- Interactive map of Goomtee Tea Estate
- Location: Darjeeling district, West Bengal, India
- Coordinates: 26°53′08″N 88°19′31″E﻿ / ﻿26.88562°N 88.32536°E
- Area: 225 hectares (560 acres)
- Elevation: 3,000 to 6,000 metres (9,800 to 19,700 ft)
- Owner: Ashok Kumar, Mahabir Prasad
- Open: 1899

= Goomtee Tea Estate =

Tea garden in India

Goomtee Tea Estate is a tea garden in the Kurseong CD block in the Kurseong subdivision of the Darjeeling district in the Indian state of West Bengal.

==History==
Goomtee Tea Estate was planted by Henry Montgomery Lennox in 1899. It was subsequently managed by G.W.O’Brien, who was forced in the aftermath of the Second World War to sell it to the ruling Rana of Nepal.

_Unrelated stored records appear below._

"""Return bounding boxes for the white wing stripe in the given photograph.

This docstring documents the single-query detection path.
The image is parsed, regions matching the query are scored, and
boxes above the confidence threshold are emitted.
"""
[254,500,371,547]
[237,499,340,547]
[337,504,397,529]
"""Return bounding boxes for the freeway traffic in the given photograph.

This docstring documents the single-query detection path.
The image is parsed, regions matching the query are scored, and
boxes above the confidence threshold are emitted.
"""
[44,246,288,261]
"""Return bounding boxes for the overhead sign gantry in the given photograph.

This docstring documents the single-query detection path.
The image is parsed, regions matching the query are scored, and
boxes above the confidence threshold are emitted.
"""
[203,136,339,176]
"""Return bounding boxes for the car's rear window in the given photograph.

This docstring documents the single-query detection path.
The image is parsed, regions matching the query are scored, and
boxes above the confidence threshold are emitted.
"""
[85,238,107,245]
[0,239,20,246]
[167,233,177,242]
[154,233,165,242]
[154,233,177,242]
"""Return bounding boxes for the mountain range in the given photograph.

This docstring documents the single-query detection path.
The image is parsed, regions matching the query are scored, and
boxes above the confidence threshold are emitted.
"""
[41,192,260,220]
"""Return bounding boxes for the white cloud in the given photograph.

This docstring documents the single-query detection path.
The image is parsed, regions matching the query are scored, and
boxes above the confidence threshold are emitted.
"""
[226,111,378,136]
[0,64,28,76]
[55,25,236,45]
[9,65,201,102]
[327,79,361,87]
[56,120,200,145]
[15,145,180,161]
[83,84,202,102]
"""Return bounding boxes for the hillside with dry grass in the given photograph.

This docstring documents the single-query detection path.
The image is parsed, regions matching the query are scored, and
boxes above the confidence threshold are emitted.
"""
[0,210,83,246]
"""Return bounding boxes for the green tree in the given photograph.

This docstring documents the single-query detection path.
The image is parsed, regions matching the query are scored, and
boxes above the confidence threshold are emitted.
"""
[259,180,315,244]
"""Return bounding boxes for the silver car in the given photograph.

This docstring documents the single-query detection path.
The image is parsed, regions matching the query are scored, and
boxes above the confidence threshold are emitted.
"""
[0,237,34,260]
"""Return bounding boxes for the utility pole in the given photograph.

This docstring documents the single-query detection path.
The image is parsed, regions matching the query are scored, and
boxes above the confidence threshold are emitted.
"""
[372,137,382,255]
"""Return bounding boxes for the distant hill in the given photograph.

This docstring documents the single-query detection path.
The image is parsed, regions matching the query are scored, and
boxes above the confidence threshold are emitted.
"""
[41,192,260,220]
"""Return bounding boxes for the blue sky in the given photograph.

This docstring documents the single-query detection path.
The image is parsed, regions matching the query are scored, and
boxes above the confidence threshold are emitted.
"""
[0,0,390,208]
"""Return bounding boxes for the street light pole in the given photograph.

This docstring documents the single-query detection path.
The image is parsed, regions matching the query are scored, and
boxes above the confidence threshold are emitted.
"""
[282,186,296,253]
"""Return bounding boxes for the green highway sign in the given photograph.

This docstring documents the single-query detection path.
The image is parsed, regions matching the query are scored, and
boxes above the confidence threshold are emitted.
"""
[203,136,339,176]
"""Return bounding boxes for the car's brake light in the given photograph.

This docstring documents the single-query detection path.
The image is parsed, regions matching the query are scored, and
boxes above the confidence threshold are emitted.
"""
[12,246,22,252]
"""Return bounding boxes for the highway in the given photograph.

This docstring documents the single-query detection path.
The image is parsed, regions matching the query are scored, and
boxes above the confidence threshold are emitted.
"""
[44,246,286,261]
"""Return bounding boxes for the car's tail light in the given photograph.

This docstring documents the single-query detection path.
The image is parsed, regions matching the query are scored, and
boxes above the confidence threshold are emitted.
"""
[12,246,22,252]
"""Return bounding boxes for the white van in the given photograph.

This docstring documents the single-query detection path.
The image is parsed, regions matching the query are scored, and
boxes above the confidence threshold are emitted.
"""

In the mid-1950s it was taken over by co-owners: the Kejriwal family and Mahabir Prasad.

==Geography==

===Location===
It is on National Highway 110 linking Siliguri with Darjeeling.

Other tea estates in the area are: Jungpana, Sivitar and Giddapahar.

Goomtee Tea Estate is spread over 110 ha, out of a total area of 225 ha at an altitude ranging from 3000 to 6000 ft.

Note: The map alongside presents some of the notable locations in the subdivision. All places marked in the map are linked in the larger full screen map.

==Economy==
Goomtee Tea Garden produces amongst finest qualities of Darjeeling tea. It employs 300 garden workers.

==Tourism==
More than a century-old heritage bungalow of the British planters has been renovated and thrown open to tourists.